Rupanya pertemuanku dengan Acen sewaktu itu bukanlah kebetulan. Dia ingin
meminta maaf, namun bibirnya beku ketika mendapati sikapku yang tak acuh, meskipun
dia sadar aku tak mengenali dirinya. Acen sudah lama mencari tahu tentangku.

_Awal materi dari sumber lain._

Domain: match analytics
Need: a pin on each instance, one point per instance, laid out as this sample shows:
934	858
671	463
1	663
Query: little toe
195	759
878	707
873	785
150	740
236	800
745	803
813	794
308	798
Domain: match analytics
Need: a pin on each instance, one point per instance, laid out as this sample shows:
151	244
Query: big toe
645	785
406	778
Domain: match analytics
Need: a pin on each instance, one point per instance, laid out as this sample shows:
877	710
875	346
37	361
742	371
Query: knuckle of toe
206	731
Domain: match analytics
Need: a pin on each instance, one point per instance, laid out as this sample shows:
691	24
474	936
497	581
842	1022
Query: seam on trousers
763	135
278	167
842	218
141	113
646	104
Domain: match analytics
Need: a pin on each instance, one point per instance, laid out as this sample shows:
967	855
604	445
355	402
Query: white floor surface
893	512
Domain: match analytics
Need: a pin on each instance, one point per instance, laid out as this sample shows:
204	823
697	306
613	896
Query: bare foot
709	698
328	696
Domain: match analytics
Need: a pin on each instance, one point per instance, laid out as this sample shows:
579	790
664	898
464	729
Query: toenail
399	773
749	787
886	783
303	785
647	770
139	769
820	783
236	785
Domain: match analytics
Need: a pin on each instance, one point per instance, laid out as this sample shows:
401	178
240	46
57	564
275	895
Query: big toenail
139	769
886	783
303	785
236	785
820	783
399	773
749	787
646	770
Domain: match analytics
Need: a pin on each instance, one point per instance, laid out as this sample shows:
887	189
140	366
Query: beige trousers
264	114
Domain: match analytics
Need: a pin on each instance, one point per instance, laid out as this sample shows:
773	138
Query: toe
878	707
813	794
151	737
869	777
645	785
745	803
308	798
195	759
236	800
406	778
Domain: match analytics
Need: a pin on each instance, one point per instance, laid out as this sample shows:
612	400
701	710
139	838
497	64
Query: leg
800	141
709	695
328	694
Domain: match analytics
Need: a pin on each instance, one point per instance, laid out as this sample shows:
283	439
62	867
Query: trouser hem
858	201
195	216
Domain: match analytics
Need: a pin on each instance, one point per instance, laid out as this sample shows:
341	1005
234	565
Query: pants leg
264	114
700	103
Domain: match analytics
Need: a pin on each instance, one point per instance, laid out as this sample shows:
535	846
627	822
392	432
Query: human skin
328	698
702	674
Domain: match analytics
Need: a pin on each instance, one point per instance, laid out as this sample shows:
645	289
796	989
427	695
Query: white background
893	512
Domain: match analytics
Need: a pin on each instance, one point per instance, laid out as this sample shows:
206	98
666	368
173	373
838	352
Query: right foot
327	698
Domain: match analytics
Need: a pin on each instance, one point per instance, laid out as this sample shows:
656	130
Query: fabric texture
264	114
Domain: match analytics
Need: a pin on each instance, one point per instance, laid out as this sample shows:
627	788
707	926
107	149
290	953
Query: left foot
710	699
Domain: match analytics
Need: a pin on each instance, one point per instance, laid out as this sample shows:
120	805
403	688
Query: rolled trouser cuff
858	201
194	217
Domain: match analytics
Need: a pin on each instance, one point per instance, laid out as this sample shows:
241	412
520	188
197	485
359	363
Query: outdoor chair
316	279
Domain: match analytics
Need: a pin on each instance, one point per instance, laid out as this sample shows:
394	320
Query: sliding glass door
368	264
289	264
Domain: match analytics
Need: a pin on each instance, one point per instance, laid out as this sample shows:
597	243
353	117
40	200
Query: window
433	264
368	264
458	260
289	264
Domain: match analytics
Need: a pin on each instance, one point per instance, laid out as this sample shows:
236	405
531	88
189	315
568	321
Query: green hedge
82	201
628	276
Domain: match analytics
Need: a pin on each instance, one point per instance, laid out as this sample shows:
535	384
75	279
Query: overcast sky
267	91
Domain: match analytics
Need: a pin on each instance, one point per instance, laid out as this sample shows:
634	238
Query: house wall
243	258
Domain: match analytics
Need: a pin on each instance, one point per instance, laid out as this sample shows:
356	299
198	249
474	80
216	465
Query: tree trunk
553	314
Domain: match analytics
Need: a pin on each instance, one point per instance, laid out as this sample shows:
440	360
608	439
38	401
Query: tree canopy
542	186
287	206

Dia dihantui oleh rasa bersalah, apalagi setelah dia mendengar kabar bahwa setelah
kejadian itu aku mulai tertutup, menjauhkan diri dari pergaulan, dan berhenti dari
tempatku bekerja. Sampai ketika Acen menemukan akun yang memposting foto Jembatan Kuning. Dia langsung
tahu bahwa Miss Stalker adalah aku. Penjelasan
Acen berhenti seiring dengan datangnya pelayan yang menghampiri meja kami, membawakan
dua gelas air putih. Aku menghabiskan semangkuk kaledo, meskipun kuah sup telah berubah menjadi dingin. Setelah
hari itu kami tidak pernah lagi saling menghubungi. Sebenarnya aku tidak
membenci Acen. Terlepas dari semua hal yang telah terjadi. Aku telah jatuh
cinta.
Setahun kemudian tanpa sengaja kami bertemu
kembali. Di sore hari di tempat yang sama, duduk berdampingan memandangi
jembatan dari bawah pohon.
“Mungkin terlambat untuk mengatakan ini,
tapi kau harus tahu aku mencintaimu. Apakah kau telah menikah dengan pemilik
mata cokelat itu?,” kau pernah berkata dia mengagumkan,” tambahnya.
“Benar, dia memang mengagumkan, tapi sayangnya
aku sedang menunggu seseorang datang dari Kalimantan.” Acen tersenyum lebar dan
menatapku dengan mata yang berbinar–binar.